Don’t read this

21 September 2005 at 09:25 Leave a comment

Classic example of a terrible interview:

The Guardian
interviewing Gore Vidal.

One of those interviews that seems to be about the interviewer and not the interviewee.

“Vidal enters the drawing room stiff-backed and eyes fixed forward, leaning heavily on his assistant. I have read that the house was sold for £9.5m and ask him who bought it.

“That is just the press,” he growls, with such contempt that the photographer and I exchange looks; oh God.”

Let’s unpack this.

It’s not like he was picking on the press unfairly, the house hadn’t even sold yet.

And who cares what the interviewer was experiencing? Is this about Gore Vidal? Or the fact that the interviewer clearly doesn’t have any respect for him? Because a good interviewer should be able to interview anyone and get to the heart of the person, the heart of their work, etc. without the whole thing just being about their impressions/conceptions of the subject.

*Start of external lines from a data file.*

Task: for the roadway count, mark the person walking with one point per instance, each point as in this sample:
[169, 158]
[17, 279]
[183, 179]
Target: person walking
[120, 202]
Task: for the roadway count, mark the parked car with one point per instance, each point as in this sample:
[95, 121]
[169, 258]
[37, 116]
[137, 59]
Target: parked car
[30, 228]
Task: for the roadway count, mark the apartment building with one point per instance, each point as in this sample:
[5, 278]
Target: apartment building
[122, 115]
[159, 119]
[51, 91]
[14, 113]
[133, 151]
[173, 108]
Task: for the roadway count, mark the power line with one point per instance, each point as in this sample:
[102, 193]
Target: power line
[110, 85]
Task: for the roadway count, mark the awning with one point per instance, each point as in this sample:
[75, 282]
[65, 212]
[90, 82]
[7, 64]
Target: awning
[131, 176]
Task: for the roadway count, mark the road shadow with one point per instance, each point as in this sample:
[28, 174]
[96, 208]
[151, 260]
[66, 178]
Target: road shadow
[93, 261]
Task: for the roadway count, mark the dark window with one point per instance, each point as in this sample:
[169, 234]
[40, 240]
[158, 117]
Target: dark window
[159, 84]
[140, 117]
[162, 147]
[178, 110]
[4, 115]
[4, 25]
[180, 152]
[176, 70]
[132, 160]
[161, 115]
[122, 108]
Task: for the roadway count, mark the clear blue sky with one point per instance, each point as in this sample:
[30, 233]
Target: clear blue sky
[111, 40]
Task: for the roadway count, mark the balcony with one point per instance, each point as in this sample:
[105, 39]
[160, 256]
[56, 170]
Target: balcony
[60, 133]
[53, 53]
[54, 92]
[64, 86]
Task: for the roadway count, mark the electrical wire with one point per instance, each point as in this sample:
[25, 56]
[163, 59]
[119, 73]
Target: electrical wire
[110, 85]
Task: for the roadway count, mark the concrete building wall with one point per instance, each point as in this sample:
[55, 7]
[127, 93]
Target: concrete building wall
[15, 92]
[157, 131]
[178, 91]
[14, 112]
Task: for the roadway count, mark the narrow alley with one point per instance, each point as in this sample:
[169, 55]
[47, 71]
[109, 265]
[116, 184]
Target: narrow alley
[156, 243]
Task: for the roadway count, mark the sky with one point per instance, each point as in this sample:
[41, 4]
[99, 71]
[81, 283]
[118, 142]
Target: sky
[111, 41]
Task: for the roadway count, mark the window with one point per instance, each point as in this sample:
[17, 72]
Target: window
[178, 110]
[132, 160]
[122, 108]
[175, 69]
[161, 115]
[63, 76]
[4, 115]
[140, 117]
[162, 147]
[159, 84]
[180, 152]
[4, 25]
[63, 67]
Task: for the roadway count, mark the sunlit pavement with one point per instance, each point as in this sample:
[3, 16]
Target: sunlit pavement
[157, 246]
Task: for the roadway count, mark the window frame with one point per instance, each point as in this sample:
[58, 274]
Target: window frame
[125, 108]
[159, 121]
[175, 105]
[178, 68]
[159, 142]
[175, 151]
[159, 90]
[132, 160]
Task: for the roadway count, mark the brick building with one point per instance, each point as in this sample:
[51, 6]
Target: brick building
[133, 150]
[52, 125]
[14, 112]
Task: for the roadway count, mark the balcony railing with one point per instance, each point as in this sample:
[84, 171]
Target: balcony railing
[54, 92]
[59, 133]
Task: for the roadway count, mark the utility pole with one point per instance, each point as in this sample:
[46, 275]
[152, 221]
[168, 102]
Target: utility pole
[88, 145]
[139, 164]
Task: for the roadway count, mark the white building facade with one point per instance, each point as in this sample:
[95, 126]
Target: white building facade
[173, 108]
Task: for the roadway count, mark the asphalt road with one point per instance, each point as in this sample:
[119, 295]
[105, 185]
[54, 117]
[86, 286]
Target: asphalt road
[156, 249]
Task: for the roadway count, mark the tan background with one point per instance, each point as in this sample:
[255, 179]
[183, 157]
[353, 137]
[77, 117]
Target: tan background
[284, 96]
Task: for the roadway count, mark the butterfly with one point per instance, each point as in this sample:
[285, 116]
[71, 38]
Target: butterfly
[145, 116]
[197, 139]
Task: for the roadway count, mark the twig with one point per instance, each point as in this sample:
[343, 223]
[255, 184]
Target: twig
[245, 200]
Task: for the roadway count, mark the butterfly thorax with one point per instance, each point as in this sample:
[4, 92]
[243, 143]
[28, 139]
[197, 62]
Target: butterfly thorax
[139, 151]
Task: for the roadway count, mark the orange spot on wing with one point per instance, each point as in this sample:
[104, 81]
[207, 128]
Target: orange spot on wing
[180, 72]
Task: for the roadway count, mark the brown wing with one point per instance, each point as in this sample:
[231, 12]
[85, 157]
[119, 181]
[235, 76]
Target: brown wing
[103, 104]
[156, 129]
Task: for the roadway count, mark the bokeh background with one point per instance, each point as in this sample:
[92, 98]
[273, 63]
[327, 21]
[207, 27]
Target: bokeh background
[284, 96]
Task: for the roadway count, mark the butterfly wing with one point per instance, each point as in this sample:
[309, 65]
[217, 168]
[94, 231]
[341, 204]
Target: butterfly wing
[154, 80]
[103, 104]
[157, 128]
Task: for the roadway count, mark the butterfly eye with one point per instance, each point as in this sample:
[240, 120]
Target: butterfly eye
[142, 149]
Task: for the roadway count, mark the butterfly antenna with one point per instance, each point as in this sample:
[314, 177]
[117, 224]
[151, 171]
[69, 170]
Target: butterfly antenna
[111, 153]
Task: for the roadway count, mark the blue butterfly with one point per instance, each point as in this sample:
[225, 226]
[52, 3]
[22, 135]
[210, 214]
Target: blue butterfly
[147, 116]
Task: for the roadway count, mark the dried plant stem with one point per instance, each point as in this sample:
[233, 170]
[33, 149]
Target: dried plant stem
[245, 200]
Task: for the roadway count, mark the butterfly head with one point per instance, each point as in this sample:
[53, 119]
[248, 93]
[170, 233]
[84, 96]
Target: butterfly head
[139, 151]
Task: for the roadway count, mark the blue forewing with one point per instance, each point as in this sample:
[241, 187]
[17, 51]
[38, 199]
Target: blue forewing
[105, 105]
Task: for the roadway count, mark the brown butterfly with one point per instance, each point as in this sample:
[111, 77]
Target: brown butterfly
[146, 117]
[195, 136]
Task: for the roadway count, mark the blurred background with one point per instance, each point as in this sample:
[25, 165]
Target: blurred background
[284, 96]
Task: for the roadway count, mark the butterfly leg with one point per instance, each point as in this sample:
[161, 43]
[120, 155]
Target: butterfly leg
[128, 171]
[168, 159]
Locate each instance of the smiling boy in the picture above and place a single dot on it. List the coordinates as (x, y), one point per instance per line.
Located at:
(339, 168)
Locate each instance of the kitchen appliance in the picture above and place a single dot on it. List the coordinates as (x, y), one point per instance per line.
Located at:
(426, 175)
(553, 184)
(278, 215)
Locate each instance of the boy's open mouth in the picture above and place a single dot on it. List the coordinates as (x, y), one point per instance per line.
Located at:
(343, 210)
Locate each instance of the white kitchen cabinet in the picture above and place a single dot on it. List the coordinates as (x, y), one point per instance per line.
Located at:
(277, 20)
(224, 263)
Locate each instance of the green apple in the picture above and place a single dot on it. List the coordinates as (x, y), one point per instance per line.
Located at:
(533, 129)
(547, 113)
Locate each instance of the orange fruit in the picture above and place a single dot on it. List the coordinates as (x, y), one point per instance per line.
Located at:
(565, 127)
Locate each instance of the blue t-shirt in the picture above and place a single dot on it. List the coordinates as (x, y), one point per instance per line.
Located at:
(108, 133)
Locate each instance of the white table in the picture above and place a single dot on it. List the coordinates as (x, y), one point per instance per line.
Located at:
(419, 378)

Oddly, several of the questions are couched so that you can’t tell they are questions, until Vidal answers them.

And if you weren’t convinced that Ms. Brockes was the actual subject of this interview:

The packing boxes give it such a melancholy air – “it doesn’t fill me with joy, either,” says Vidal – and feeling the hairs on the back of my neck rise, I look over my shoulder and catch the reflection of Vidal’s assistant, staring passively at me through a mirror from a side room. It feels like a scene from Death in Venice.

It reminds me of bad poetry: all autobiography and no ideas.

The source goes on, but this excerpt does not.